Ainsi que le préconise le rapport GARREC, il convient « d’envisager les avancées procédurales proposées non en référence au traitement de droit commun des litiges (...) mais en adaptant, autant que possible, les garanties offertes aux justiciables, en tenant compte des nécessités de l’urgence » 1141 .

Ainsi, fidèle à l’article 10 de la loi du 30 juin 2000, le président, juge des référés administratifs, a tenu à rappeler qu’ « aux termes des dispositions des deux alinéas de l’article L. 522-1 du Code de justice administrative, le juge des référés statue au terme d’une procédure contradictoire » 1142 .

Cette position retenue par le juge des référés a été confirmée par la juridiction suprême : les articles L. 5 et L. 522-1 du Code «font obligation au juge des référés (...) de communiquer aux parties avant la clôture de l’instruction, par tous moyens, notamment à les mettant à même d’en prendre connaissance à l’audience publique, les pièces et mémoires soumis au débat contradictoire qui servent de fondement à sa décision et qui comportent des éléments de fait et de droit dont il n’a pas été antérieurement fait état au cours de la procédure »  1143 .

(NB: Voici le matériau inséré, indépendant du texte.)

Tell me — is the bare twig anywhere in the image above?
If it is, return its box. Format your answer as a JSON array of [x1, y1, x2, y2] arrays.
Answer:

A ce titre, les dispositions de l’article 10 de la loi précitée apportent une innovation majeure : l’oralité des débats.

Certains auteurs ont craint, à juste titre, que les pratiques puissent varier d’une juridiction à l’autre 1144 . Dans la pratique et à l’aune de plus de trois années d’application, il n’en est rien. Le président, juge des référés a rapidement intégré ses nouveaux pouvoirs.

Le chef de juridiction n’en a pas néanmoins pour autant renoncé à l’utilisation de la procédure écrite dans le cadre de la procédure des référés administratifs.

Dans l’hypothèse où « il apparaît manifeste que la demande est irrecevable », le président, juge des référés, peut rejeter celle-ci par une ordonnance motivée certes, mais sans procédure contradictoire, ni audience publique 1145 .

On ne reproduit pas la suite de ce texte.